On en donc déduit un "modèle à deux voies" dans lesquels se reconnaîtront les "syllabistes" et les "globalistes" :


Mot >>> analyse visuelle

-voie 1 : recherche dans un stock de mots connus >>> lecture : système sémantique

- voie 2 : lecture par assemblage de sons : système de conversion de phonèmes en graphèmes.


B. Modèle de Frith (1985)

- non validité du modèle à deux voies

- établit trois phases du développement de la compétence.


1. phase logographique 

A 5 ans un enfant sait "lire" "coca-cola" : reconnaissance "logo" sans compétence de reconnaissance des sons.


2. Au CP : phase alphabétique.

Reconnaissance d'un stock de mots (mais il ne faut pas que cela dure trop longtemps) : phase de pré-lecture.

Lecture au CP-CE1 : apprentissage du découpage, isoler les sons de la langue. (en espagnol on peut s'arrêter là en gros, car correspondance graphème-phonème)

En français : à 80 % même correspondance graphème-phonème : ensuite, 20% de mots avec non correspondance ex : "oiseau"


3. CE2-CM1 : phase orthographique.

L'élève se constitue un stock, cf adultes, avec mémorisation des exceptions.


(ici je pourrais développer sur l'apparition de la dyslexie, mais mon message serait trop long)


Le modèle de Frith a été révolutionnaire. Il s'est développé en mettant l'accent sur les interactions entre la lecture et l'écriture, il a lancé des rééducations en lecture à partir de l'écriture.


C. Modèle de Seymour (1996)

(je passe sur le schéma explicatif du modèle)

Il considère que les élèves utilisent les 3 stratégies en même temps :

- pour les mots nouveaux on ferait de l'alphabétique (cf noms propres)

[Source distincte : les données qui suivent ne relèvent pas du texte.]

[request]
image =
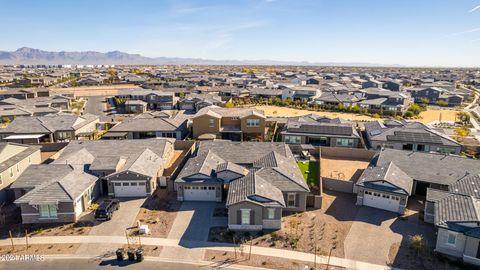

- plus on est expert, plus on fait de l'orthographique.


La lecture compréhension ( à l'encontre de la lecture devinette "logographique") a été étudiée par Gough et Walsh. (je résume très vite)

Au collège, compréhension orale très supérieure à la compréhension écrite.


Bref :

On apprend 

- en segmentant

- en assemblant (mémoire de travail verbal)

- en automatisant

On apprend à lire en mémorisant

- des informations visuelles

- des informations phonologiques

- des informations orthographiques.


Bon, je m'arrête là, en très gros, l'intérêt du dernier modèle est dans la mise en valeur de la simultanéité des processus. L'orthographique intervient très tôt : ex des élèves qui ne voient pas d'erreur dans "capeau" pour chapeau ou "cenise" pour cerise. Il faut les dépister très vite.

Mais cela nous entraînerait sur le terrain de la dyslexie, et mon message est trop long. J'espère faire un peu avancer la réflexion.


Cordialement.
Noli dei pueros putare pro feris anatibus ! (Michel Audiard)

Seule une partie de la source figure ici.